Nunca habréis visto un duende barbudo semejante al que ahora os narro, este duende que de humano no poco tenía, saltaba sin parar cuando contento estaba pero no siempre se encontraba así porque la pequeña criatura tenía también unos ataques de sueño increíbles, era capaz de estar hablando contigo, por ej. de la enorme seta que había encontrado el día anterior, y, de pronto, caer en un soporífero sueño y comenzar a decir divertidas incoherencias que no hacían sino aumentar las ganas de sus maliciosos amigos de preguntarle indiscreciones ante lo que respondía cosas como –los bomberos son amigos del perro de mi profesora de literatura- o –se juntan el ventrículo de la tos y el de la risa-. Un caso era este duende.
Tenía un terrible vicio y era que adoraba la cerveza bien fría; esto le había granjeado malas miradas entre los duendes antiguos pero a nuestro personaje poco le importaba, con la punta de su nariz rojilla feliz sonreía cuando en sus manos hallarse podía una enorme jarra de cerveza bien fría. No tardó en llegarle a casa el carné de socio Del Club de Amigos de la Cerveza Fría y de los Barriles de Tamaño Extragrande que colocó a modo de trofeo sobre la chimenea de su octogonal casita junto a la foto de su duenda madre.
El duende borrachín adoraba hacer malabares, era algo que le pedía el cuerpo y haciendo equilibrios con cualquier cosa que encontraba, al ritmo de su música favorita, pensaba en cosas tan relevantes como si los mejillones tienen cara, los apodos de las estrellas, el olor de lo que a nada huele o a qué sabe el batido de retruécanos. Definitivamente los mejillones debían tener cara porque si no… ¿cómo iban a hablar entre sí?.
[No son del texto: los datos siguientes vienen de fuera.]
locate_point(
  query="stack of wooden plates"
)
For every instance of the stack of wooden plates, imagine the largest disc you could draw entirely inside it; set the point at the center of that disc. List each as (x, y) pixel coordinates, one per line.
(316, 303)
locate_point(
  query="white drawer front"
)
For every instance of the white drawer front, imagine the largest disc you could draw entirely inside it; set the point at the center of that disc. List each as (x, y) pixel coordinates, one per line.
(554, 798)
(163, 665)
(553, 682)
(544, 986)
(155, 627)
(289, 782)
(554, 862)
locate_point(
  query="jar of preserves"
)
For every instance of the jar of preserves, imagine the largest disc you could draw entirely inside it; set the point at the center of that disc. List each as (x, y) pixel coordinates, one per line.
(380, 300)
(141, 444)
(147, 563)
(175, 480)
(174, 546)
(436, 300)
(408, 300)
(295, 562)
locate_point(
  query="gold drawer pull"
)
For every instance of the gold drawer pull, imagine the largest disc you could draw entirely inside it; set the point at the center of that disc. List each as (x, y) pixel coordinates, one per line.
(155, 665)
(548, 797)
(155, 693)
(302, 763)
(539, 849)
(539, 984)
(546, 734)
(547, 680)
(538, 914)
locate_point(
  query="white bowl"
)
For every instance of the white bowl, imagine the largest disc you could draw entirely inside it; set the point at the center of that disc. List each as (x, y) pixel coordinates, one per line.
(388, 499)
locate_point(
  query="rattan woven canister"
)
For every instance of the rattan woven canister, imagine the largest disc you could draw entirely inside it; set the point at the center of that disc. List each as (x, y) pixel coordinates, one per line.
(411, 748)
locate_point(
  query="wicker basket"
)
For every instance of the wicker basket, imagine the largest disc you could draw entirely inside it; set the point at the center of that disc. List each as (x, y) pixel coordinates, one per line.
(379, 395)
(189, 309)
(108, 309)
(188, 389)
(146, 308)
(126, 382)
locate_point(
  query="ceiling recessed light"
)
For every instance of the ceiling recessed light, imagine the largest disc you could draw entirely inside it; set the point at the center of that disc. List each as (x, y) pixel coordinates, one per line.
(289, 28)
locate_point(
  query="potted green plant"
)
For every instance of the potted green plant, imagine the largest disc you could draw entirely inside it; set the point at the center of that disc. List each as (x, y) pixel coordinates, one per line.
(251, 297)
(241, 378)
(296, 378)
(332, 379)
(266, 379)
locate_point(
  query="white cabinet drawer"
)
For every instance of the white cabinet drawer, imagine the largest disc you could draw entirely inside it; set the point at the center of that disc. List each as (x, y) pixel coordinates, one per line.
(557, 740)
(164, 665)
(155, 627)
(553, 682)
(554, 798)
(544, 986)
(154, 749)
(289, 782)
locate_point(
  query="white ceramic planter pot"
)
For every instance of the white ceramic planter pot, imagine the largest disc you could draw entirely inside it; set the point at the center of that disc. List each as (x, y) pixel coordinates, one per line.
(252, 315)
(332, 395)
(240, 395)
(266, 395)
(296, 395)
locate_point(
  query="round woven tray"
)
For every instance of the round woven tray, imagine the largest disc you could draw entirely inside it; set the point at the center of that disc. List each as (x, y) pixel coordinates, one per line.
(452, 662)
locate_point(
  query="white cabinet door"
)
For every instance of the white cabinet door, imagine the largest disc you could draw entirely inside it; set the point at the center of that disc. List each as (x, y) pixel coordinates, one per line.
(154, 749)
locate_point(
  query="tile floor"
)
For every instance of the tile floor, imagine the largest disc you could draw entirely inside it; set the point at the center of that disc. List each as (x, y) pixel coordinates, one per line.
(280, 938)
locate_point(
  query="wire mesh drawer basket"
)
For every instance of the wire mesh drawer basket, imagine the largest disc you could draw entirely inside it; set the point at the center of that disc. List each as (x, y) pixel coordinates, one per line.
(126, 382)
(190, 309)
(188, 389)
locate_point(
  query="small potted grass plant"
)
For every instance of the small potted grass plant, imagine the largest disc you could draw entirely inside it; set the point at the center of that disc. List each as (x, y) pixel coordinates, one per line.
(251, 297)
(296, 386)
Si algo caracterizaba al pequeño barbudo era una extremada sensibilidad que le salía por cada poro de su piel llenándolo todo, iluminando y contagiando de alegría y duendidad a toda criatura o cosa que a él se acercaba. Ya a nadie extrañaba que los topos se vistieran de lunares para ir a tomar café a su casa o las macetas se ruborizasen, presumidas, cuando el duendecillo les dedicaba algún piropo.
Gustaba de caminar, andaba por superficies planas, escarpadas o rugosas, junto a mares, lagos y riachuelos, entre la maleza o sembrando creatividad por las tierras antes yermas. Llegó a lugares nunca visitados y de entro ellos os puedo asegurar que el que le sobrecogió con diferencia fue la fuente de las cosquillas, allí y no en otro lugar aprendió su técnica. Esta fuente de agua era una fuente inteligente; cuando el duende se acercó a beber de ella, inmediatamente empezó a cosquillearle la boca dando el pequeño de bruces en el suelo debido a un tremendo ataque de risa. En varias ocasiones intentó beber sin mayor éxito: la fuente le cosquilleó los costados, las orejas y el duendecillo se rió sin parar, con la boca abierta y cerrada, de lado, tapándose las orejas o revolcado por el suelo. Desde aquel día y viendo el efecto terapéutico que la risa en él había tenido, nuestro amigo se dedicó a hacer cosquillas a todos y todo así que si alguna vez tenéis un terrible, un enorme ataque de risa no dudéis que es el duende haciendo de las suyas.